La principale revendication portée par le personnel de la PFC de Cavaillon était par conséquent atteinte. Je décidais de mettre un terme à ma gréve de la faim. Néanmoins, de nombreux problèmes subsistaient, l’appel à la grève de la CNT, SUD, CGT, FO sur un préavis local le 15 juin 2020 restait d’actualité. Un succès : le niveau de mobilisation de l’équipe d’après-midi figure parmi les plus importants des dernières années (pratiquement 100% de grévistes). Il témoigne de la colère et de l’exaspération d’un collectif qui, face à des mesures qui détériorent ses conditions de travail, son pouvoir d’achat, a su faire preuve d’un esprit de solidarité en surpassant ses désaccords.
Depuis, si le climat social s’est détendu, La PFC de Cavaillon demeure une plateforme malade. Malade du décalage entre la communication de l’entreprise et la réalité du quotidien. Malade de droits bafoués, des conditions de travail dégradées, d’un pouvoir d’achat en berne. Les personnels désabusés ont beau gueuler leur malaise, le dialogue social déjà proche de l’état comateux est bien mort. Liquidé, sa coquille vide craque de toute part. Face au malaise du personnel, le Directeur du site, dans un déni total, utilise les expressions de « confusion mentale » ou de « paranoïa ». Face à des agents en crise, ce n’est pas une négociation qu’il faut, mais appeler les urgences !!! Dans ce contexte de clair-obscur les vieux démons d’envois de lettres anonymes ont ressurgi...

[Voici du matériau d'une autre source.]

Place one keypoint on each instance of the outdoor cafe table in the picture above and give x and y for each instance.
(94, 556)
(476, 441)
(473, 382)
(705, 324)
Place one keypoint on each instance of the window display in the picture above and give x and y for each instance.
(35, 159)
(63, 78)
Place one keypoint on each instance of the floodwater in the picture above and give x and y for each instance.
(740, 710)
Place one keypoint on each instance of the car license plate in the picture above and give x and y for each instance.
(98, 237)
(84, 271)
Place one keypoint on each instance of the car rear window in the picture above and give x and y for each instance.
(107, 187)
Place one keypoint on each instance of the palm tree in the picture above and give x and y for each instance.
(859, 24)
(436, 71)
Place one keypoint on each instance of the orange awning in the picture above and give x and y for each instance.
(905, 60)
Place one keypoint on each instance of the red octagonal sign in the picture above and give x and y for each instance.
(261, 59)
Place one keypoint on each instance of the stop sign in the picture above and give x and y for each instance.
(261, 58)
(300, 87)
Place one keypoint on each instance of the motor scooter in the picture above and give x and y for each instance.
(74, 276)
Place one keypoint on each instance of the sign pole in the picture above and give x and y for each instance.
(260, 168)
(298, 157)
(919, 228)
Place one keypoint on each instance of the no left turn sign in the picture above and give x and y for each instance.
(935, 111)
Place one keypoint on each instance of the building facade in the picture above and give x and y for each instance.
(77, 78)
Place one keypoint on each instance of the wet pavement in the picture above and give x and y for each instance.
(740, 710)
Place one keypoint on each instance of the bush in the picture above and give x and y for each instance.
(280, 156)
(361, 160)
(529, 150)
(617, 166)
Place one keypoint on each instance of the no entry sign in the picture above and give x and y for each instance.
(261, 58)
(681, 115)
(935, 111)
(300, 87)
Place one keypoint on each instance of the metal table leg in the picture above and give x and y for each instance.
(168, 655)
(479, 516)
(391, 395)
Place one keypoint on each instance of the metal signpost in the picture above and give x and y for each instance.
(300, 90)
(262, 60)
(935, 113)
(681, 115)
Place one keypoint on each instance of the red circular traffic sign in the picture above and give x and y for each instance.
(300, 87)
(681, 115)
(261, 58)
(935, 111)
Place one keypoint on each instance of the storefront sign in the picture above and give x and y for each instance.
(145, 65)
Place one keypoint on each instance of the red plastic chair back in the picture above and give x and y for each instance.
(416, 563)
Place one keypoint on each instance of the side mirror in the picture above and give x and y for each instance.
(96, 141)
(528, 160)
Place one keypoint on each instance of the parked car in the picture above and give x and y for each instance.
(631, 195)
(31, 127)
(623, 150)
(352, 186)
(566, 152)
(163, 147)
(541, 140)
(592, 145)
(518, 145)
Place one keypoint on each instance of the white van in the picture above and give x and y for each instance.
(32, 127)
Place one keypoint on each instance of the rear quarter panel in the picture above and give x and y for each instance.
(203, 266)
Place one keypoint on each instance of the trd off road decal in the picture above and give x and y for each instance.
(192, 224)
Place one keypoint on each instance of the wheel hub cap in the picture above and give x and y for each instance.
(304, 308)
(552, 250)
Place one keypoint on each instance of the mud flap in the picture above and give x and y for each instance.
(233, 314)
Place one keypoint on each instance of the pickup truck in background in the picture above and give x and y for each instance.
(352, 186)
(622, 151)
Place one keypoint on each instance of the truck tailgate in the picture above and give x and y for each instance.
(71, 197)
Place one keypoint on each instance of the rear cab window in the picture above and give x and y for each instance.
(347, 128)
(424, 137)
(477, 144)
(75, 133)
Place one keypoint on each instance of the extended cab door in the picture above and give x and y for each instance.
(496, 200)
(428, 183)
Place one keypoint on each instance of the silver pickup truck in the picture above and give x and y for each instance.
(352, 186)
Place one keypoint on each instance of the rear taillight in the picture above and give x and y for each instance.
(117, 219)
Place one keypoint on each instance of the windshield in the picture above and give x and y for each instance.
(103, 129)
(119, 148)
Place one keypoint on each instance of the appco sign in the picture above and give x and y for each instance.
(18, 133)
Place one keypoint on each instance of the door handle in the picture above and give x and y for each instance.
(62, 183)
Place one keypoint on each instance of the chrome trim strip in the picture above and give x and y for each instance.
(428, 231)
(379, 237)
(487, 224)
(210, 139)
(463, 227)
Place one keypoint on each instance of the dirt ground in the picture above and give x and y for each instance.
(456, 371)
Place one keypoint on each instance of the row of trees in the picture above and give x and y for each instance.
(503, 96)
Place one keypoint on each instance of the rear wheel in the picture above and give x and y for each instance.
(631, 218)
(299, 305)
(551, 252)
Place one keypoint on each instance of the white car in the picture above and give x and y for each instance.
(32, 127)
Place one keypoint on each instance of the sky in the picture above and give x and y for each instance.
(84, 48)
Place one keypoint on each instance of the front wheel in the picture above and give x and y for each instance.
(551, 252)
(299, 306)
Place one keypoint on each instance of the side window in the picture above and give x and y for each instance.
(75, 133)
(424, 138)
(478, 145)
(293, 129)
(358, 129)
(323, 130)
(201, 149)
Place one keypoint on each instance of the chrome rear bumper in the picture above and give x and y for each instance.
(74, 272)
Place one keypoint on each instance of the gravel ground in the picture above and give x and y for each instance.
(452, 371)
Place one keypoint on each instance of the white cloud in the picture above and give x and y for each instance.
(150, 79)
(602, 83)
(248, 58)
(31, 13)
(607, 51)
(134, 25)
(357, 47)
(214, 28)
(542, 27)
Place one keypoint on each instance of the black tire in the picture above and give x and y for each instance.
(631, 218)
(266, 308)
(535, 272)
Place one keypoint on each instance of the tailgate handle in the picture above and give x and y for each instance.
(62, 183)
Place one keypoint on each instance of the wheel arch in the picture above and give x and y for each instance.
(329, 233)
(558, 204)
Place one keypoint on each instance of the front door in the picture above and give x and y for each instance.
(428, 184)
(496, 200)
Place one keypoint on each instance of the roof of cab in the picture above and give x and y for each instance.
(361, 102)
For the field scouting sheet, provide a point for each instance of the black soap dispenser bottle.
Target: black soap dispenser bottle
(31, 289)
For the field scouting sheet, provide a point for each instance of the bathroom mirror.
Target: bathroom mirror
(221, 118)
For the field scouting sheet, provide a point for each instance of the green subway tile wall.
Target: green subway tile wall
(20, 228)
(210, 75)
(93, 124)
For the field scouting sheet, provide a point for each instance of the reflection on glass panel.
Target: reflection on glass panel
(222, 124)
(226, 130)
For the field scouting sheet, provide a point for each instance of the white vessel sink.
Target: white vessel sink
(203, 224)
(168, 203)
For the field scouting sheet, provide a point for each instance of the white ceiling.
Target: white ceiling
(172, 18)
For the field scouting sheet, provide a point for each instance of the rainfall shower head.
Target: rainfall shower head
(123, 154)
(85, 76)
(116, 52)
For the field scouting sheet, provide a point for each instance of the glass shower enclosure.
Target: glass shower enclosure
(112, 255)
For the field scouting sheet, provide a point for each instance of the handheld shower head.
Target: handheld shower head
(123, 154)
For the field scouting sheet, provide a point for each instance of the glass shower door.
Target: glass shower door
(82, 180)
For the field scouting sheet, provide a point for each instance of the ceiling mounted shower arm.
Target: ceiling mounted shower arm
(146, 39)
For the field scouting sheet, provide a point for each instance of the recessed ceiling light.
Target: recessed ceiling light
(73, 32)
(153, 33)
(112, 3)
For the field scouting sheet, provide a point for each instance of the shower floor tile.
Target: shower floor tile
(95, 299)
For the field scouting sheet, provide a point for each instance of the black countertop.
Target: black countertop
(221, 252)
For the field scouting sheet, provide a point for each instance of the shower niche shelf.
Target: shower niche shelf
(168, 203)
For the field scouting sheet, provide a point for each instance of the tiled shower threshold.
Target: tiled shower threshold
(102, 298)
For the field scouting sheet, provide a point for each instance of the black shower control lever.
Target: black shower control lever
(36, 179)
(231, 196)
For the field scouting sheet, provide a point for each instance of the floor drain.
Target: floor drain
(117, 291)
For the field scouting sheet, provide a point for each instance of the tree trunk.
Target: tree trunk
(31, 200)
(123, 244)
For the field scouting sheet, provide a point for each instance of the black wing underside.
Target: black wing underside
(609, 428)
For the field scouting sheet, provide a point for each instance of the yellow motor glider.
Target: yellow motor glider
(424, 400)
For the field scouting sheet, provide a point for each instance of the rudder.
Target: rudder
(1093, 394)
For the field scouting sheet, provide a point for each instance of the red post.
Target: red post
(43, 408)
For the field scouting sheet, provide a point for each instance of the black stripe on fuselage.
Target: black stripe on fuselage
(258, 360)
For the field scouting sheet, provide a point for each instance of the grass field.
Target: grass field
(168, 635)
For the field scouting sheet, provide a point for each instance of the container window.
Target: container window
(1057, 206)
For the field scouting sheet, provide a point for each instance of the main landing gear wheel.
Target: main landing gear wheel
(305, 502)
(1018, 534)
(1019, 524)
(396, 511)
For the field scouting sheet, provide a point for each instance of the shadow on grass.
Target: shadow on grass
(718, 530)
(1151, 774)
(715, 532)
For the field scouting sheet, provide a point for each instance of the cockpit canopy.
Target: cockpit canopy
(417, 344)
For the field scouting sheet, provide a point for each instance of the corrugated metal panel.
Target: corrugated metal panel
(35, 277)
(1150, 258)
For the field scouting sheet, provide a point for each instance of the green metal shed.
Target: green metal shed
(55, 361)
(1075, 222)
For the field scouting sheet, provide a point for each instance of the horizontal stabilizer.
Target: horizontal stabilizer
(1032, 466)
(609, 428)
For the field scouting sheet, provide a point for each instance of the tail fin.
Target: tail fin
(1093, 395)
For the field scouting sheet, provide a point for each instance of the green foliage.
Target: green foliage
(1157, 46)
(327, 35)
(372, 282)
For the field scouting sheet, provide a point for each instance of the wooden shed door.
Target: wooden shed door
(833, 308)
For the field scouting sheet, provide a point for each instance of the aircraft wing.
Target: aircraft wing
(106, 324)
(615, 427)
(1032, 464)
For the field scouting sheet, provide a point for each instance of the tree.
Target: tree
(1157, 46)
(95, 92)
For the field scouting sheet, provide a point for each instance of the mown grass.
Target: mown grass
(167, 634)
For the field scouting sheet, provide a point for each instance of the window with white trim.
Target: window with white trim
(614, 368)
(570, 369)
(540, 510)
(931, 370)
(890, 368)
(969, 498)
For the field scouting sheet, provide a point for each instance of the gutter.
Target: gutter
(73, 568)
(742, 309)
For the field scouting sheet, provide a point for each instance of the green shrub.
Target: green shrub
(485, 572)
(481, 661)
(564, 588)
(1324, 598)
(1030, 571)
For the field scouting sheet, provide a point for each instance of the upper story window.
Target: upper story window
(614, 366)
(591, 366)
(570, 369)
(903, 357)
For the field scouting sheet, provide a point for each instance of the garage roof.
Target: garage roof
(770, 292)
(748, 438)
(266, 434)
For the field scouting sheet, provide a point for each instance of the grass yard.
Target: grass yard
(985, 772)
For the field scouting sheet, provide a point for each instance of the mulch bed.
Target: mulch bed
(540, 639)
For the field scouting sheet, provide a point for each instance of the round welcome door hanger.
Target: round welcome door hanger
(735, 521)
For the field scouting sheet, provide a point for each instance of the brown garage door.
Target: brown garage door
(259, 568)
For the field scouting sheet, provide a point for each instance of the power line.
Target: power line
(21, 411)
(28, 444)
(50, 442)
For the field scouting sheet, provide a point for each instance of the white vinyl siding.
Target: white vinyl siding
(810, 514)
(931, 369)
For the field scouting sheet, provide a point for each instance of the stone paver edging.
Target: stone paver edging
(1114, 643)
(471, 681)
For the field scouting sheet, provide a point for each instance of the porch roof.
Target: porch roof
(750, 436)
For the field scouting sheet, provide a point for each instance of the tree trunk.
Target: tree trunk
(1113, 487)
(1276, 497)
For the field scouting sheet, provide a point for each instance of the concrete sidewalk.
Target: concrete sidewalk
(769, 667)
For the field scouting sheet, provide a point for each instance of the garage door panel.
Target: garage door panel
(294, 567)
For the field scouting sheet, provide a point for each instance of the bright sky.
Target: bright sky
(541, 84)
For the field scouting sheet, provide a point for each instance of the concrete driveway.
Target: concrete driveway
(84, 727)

Victime d’un accident du travail le 26 juin 2020, je suis, depuis ma reprise, le 20 juillet 2020, affecté à un poste aménagé.
Premiers de cordée vs premiers de corvée
La crise du Covid-19 a démontré l’inutilité sociale et la nuisance des « bull-shit jobs » des « premiers de cordée » et le rôle essentiel des « premiers de corvée » dans une société si absurde que si fabriquer des bombes rapporte plus que fabriquer des jouets, on fabriquera des bombes.
Depuis les quarante dernières années, nous sommes les témoins de la domination incontestée du système néolibéral en tout lieu de la planète. Depuis quelques mois, la crise sanitaire liée à la pandémie Covid-19 s’accompagne du vieux récit patronal imaginaire qui prétend que nous serions désormais tous embarqués « dans le même bateau ». Cette invite à la solidarité saupoudré d’une pincée d’idéologie d’intérêt général, sert à masquer l’obscénité de l’exploitation et nous appelle à accepter la seule logique économique.
Cette crise ne pousse pas vers une plus grande humanisation des organisations du travail et de respect des droits des travailleurs dans les entreprises mais plutôt vers une accélération de la mise en place d’un environnement de travail flexible et une dynamique encore plus prononcée d’élimination des frictions au règne de la marchandise. Plus l’engagement syndical est marqué dans le cadre des luttes, plus le risque d’être soumis à la répression s’accroît... C’est malheureux, mais c’est « normal »...
LA LUTTE CONTINUE !
Mohamed
* Un extrait de ce texte a été publié dans le Combat Syndicaliste du mois d’octobre 2020.
La détermination de Mohamed dans ce combat a été sans faille. La mobilisation de la fédération CNT PTT 84, de SUD PTT 84 et des syndicats CNT du Vaucluse, de la Drôme, de Marseille montre que nous pouvons compter sur nos capacités de rassemblement pour combattre un patronat qui se croit « maître du jeu ». Nous pouvons gagner si ensemble nous menons le combat.